Recently, I bought a house. Yes, that’s a brag. But also, it is a preface to a real question: How do people house? After a decade in a Brooklyn one-bedroom apartment, there are so many things that I have to learn about it. Like how to clean a garbage disposal, how to properly load a dishwasher, and what to do with more than one bedroom. And then there are the more pressing queries, like—how do I get this far-from-new toilet to be less gross?

In Philadelphia, where the aforementioned house is, the water is pretty hard, which means that there’s mineral build-up in the bathroom, and that the bottom of the bowl of the toilet was coated in an extremely unappealing layer of brown-yellow gunk. When my partner saw it, he assumed it meant that the family in the house before us was a big believer in if it’s yellow let it mellow. But after attempting my usual toilet scrubbing methods—Scrubbing Bubbles and a toilet brush—I found out that hard water stains are a good bit more resilient than I’d hoped.

I tried Borax, and I tried baking soda, and neither did much—the stain might have gotten slightly lighter, but it was certainly not gone. And then I remembered an unlikely cleaning item recommended by the patron saint of clean homes, Jolie Kerr, who I would probably follow into war—if there was some kind of cleaning war. She has frequently extolled the virtues of denture cleaning tablets for everything from jewelry to pipes. And since denture cleaning tablets are a lot cheaper than buying a whole new toilet, I bought some online to give them a try.

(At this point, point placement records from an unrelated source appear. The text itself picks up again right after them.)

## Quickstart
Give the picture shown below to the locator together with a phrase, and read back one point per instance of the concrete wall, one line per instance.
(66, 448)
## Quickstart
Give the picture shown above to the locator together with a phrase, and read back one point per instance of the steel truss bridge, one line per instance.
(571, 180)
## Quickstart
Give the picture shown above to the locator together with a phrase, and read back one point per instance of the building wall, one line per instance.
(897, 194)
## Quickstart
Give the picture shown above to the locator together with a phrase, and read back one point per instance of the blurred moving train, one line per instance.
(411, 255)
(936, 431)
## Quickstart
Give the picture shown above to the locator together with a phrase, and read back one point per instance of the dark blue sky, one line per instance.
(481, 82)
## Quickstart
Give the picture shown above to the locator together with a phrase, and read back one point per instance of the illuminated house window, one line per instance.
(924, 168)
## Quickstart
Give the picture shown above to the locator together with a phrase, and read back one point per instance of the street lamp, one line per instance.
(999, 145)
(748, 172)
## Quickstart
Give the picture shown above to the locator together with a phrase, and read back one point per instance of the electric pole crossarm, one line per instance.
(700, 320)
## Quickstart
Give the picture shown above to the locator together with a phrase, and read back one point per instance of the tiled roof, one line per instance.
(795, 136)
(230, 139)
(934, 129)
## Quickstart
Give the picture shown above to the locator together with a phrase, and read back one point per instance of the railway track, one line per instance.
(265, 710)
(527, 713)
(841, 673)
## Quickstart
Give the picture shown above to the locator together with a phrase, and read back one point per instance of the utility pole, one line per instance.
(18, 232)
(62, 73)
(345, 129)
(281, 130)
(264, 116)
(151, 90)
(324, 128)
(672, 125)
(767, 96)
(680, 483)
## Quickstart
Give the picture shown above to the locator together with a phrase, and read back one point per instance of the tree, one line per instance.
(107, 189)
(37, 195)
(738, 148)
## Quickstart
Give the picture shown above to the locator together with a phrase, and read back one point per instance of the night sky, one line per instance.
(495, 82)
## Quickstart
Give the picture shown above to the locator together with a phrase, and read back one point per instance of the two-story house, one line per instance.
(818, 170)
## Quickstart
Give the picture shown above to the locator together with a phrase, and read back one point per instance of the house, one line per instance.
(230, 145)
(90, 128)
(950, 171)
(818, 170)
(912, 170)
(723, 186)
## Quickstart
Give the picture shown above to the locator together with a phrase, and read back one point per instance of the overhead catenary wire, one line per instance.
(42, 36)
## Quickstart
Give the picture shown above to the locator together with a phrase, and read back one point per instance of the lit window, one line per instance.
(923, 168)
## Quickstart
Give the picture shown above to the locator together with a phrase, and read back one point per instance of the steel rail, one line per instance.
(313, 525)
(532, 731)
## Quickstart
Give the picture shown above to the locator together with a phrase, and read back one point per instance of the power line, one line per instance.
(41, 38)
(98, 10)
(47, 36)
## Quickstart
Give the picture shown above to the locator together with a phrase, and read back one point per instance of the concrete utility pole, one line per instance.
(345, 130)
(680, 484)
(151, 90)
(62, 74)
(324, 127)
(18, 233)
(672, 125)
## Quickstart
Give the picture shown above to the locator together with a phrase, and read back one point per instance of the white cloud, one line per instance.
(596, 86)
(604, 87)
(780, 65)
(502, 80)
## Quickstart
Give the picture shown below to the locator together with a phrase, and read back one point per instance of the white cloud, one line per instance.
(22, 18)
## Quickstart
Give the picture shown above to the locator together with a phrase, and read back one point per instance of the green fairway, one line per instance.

Here’s how it worked. Before I went to sleep, I dropped six denture cleaning tablets into the bowl of the toilet (various internet sources recommended “a few” and since they come six to a packet, six it was). They fizzed on contact, in a pleasing, and slightly sinister way. Then I left them there as I slept, until the next morning when I gave the stain a scrub with the toilet brush, and voila—no more gross hard water stains. One of the toilets (a house now means I have more than one of these!) had a more stubborn stain, so I repeated the process again the following night. To my delight, the toilet was sparkling white and looked clean again.

Join The Conversation

Top Comment:
“I use powdered citric acid. It’s food grade and you can easily find it on Amazon. You can also use it to make bath bombs and toilet bombs and sour candies 😃 I made a spray bottle with about 2tbsp of the powder in about a quart of water and spray that on my fixtures. If it’s really covered in stains I fill up a ziplock baggie with that solution and attach is on the faucet so that it is submerged. That dissolves the build up pretty quick. ”
— Raphaelle Z.
Comment

Since denture tablets are remarkably affordable—I got a pack of 126 for $6—it’s also a really budget-friendly way to make sure your bathroom stays beautiful, with pretty minimal elbow grease involved. As for the rest of the house, well, that might take a little more work. But at least the toilets are clean.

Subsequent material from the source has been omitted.